未踏IT人材発掘・育成事業(本体):2010年度採択プロジェクト概要(玉井PJ)

1.担当プロジェクトマネージャー

藤井 彰人(Mashup Awards 1-4 主宰、 グーグル株式会社 エンタープライズ プロダクト マーケティング マネージャー)

2.採択者氏名

  • チーフクリエータ
    玉井 森彦(株式会社国際電気通信基礎技術研究所 適応コミュニケーション研究所 研究員)

  • コクリエータ
    酒井 憲吾(株式会社国際電気通信基礎技術研究所 適応コミュニケーション研究所 研究員)

3.採択金額

  • 2,880,000円

4.テーマ名

  • プロセスの仮想化による分散システム開発支援ソフトウェア

5.関連Webサイト

  • http://takt-dev.net

6.申請テーマ概要

分散システムの開発は難しい。その主な原因として、複数台の計算機間の通信は任意のタイミングで発生しうることがあげられる。ある分散システムの開発において、特定のタイミングでシステムが正常に動作することを確認しても、ネットワークの速度が異なったり、計算機の台数が増減したり、計算機の性能が異なったりすることで通信のタイミングがずれると、途端にデッドロックが発生したり、リソースのリークが発生したり、システムが異常終了したりしてしまう。また、そのように分散システムが正常に動作しないタイミングにおいて、分散システムをデバッグしようと試みても、そのタイミングをうまく再現させることは困難であり、同じバグが発生するまでに何度もシステムを再実行したりする必要がある。

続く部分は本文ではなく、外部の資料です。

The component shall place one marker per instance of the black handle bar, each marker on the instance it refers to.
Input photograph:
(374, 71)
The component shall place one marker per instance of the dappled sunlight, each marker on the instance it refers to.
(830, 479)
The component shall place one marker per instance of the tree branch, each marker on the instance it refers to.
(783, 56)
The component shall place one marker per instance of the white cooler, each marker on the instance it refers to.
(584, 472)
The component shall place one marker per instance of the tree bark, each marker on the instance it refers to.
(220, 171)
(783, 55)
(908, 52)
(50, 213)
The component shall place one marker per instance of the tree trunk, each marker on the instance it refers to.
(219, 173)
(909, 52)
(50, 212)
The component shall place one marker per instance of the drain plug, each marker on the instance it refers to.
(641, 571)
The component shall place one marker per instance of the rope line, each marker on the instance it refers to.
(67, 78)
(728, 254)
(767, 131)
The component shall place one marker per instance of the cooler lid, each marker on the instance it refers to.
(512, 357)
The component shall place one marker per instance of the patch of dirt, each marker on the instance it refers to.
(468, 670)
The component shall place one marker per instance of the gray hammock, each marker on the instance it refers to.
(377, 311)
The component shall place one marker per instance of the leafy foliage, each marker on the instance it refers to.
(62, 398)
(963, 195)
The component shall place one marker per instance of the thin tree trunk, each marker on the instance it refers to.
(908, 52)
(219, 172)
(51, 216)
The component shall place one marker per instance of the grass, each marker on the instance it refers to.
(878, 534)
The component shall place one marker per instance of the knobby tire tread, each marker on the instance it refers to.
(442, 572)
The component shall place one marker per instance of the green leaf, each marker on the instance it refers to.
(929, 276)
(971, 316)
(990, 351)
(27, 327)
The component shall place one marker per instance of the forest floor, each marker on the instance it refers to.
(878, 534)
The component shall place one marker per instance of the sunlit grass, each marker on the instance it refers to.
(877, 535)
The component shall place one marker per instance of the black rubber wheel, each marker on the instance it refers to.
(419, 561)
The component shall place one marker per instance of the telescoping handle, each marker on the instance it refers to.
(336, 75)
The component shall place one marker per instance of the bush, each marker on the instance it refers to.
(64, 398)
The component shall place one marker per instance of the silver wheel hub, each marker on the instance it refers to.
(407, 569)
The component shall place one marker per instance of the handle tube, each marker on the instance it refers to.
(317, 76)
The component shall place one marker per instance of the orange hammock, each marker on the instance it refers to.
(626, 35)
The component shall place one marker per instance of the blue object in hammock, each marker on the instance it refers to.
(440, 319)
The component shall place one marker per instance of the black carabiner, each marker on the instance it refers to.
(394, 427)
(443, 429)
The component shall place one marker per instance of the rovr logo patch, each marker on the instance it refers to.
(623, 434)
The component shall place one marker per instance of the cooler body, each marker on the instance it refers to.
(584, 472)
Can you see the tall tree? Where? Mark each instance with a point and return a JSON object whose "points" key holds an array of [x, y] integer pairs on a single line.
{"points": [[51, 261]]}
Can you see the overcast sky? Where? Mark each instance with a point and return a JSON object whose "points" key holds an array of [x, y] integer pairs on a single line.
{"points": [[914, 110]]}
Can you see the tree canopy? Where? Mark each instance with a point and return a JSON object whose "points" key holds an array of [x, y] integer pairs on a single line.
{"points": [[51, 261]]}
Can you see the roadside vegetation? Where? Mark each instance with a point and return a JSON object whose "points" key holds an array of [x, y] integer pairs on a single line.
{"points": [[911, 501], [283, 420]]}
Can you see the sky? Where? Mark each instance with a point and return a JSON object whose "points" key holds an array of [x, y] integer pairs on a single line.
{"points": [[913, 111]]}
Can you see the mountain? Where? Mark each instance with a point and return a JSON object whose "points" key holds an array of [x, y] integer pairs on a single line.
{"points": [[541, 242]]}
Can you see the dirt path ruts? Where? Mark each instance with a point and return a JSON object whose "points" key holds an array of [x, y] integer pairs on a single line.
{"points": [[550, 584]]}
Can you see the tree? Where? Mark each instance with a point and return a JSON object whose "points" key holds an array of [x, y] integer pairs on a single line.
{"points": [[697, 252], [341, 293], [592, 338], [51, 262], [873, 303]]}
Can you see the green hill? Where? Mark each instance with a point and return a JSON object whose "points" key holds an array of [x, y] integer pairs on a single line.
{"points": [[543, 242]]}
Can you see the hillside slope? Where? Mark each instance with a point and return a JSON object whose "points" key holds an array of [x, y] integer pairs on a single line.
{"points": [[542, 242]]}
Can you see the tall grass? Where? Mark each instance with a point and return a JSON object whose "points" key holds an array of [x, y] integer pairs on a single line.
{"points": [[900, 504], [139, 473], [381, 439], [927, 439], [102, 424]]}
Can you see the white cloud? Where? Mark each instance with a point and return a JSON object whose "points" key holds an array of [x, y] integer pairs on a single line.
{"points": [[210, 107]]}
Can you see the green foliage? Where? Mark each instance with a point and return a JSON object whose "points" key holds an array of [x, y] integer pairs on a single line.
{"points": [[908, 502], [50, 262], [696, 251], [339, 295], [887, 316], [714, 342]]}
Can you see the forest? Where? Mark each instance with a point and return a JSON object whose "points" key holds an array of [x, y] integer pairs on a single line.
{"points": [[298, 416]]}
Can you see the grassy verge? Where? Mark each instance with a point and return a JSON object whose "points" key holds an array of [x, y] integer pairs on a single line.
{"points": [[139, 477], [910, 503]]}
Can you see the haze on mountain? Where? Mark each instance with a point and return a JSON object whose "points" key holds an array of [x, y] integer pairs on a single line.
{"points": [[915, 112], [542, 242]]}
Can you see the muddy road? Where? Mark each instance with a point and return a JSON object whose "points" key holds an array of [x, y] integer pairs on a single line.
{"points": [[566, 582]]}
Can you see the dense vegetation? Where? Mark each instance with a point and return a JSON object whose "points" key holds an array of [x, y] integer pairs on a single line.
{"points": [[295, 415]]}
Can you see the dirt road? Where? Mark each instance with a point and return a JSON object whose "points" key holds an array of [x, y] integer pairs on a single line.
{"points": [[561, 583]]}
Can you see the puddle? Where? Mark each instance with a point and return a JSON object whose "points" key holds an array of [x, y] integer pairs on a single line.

このような分散システムの開発の困難性を改善するため、本提案では、分散システムを仮想時間により実行することで、実行の再現性を確保するための方法を提案する。具体的には、分散システムを構成する各プロセスが発行するシステムコールを全て捕捉し、それを離散イベントシミュレータ内のイベントとしてモデル化し、仮想時間上で実行する。本提案が実現すれば、分散システムを様々なタイミングで実行することが可能となり、また、特定のタイミングでバグが発生するならば、そのタイミングを常に再現可能とすることで、デバッガなどによるバグの原因追求を容易にすることが可能である。

7.採択理由

仮想化や、分散システムの構築が広がり、このような環境における障害検出、解析作業は今後その需要を増していくことが想定される。本提案は、まさにこれらを支援するためのツールであり、仮想時間上で実行されるシミュレータの実装というアイデアがユニークである。開発の根幹にかかわる技術であり、未踏として採択すべきと考える。未踏期間中に広く使われている分散ソフトウェアの障害検出なども視野に入れている。